United Methodists were among those who opposed a resolution to close down Haran Mission Center in Davao City, a sanctuary to around 500 displaced Lumads in Mindanao.
Davao del Norte Governor Edwin Jubahib moved for the immediate closure of the United Church of Christ in the Philippines center due to “violations of indigenous people's rights” committed inside the facility, according to the resolution issued by the Davao Regional Peace and Order Council Jan. 15.
Haran Mission Center is a temporary shelter for displaced Lumads from Davao del Norte, Cagayan de Oro, Bukidnon and Cotabato who fled military harassment in their villages. Around 170 families — an estimated 500 individuals, mostly children — are housed at the center.
The Lumads are the largest indigenous group in the Philippines. The word “Lumad” is a Visayan term that means “born of the earth.”
Ten days after the closure order, the paramilitary group Alamara, which included some Lumad members, raided the compound, according to local news reports. That forced evacuees to take shelter in the main compound.
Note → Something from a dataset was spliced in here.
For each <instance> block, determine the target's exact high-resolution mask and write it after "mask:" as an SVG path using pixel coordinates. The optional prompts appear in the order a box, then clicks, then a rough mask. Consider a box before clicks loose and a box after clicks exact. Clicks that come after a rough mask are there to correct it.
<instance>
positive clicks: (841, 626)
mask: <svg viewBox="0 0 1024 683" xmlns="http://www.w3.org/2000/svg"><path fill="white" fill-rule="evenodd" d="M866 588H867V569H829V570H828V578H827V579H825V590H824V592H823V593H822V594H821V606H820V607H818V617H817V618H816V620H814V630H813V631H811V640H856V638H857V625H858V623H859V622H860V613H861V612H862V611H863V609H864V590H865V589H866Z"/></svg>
United Methodist Bishop Rodolfo A. Juan, Davao Area, condemned the closure and raid.
“It is unfortunate that the Lumad ministry at Haran is halted due to the forcible entry of armed men. These are indeed trying moments in the history of our church in our pursuit for peace among the indigenous people in Mindanao.
“I condemn in strictest terms this unlawful entry into the Lumad sanctuary and I call on the military and police to ensure safety in the whole facility. I join the (National Council of Churches in the Philippines) family in praying for the immediate restoration of peace and order in Haran and its ministry to the Lumads.”
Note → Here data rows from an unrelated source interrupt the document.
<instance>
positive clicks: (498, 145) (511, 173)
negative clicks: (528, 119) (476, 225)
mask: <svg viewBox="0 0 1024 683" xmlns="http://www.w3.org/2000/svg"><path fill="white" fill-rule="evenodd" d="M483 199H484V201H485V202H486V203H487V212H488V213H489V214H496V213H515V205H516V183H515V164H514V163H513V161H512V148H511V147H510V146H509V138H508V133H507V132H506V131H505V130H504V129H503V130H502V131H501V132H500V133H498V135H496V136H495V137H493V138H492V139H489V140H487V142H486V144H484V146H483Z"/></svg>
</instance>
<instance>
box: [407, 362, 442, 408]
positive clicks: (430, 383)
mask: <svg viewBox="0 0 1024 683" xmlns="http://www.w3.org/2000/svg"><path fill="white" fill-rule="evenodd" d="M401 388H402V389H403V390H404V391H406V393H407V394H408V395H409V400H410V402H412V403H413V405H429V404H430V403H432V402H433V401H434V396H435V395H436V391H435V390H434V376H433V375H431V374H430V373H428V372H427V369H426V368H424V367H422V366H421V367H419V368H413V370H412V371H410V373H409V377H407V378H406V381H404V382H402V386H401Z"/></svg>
United Methodists have been at the forefront in speaking out and defending the rights of the indigenous peoples, and the church continues its outreach with Lumads.
A United Methodist Board of Global Ministries Nationals in Mission project works with indigenous peoples in the Philippines.
“We have ministries in Makilala town and in Tacol, Magsaysay, Davao Sur and in Managic, Malaybalay, Bukidnon,” Juan said.
“A livelihood project on basket weaving is conducted with our Lumads to enable them to generate extra income. I also sourced out funds for a children's classroom and library for Lumads.”
In a Jan. 24 statement, the Promotion of Church People’s Response in Socsksargen joined with the United Church of Christ of the Philippines in its opposition to the closing of Haran Mission Center. Socsksargen is in central Mindanao. The name is an acronym for the region's four provinces and one of its cities: South Cotabato, Cotabato, Sultan Kudarat, Sarangani and General Santos City.
The Promotion of Church People’s Response is a national ecumenical organization of ordained church people and lay, which includes United Methodists, seeking justice for victims of human rights violations.
The resolution “is a blatant form of harassment intended to abridge the kingly, priestly, and prophetic role of the church,” the statement said. “Tending to those who are in need and speaking for those who cannot speak for themselves is neither a criminal act nor a civil infraction. To restrain the church from doing so is unconscionable. Amidst tribulations, the church will persist to proclaim good news to the poor and denounce evil."
The Lumads remain in sanctuary at Haran Mission Center. Whether they stay at the center or return home still is uncertain. Dialogues have been set to settle the tension and work toward a resolution.
The Rev. Jonathan R. Ulanday, a United Methodist clergy, is chairperson of Promotion of Church People’s Response in Socsksargen.
“Standing for the weak and advocating for the powerless are biblical imperatives that Christians should always bear in mind. These are indispensable in Christian faith,” he said.
To the entire connection of (The United Methodist Church) and the ecumenical body, with the depravity of our political and economic system, there is a need for us to be more prophetic and vigilant in such a way that our voice shall not be dubious and out of tune.”
Mangiduyos is a communicator from the Philippines.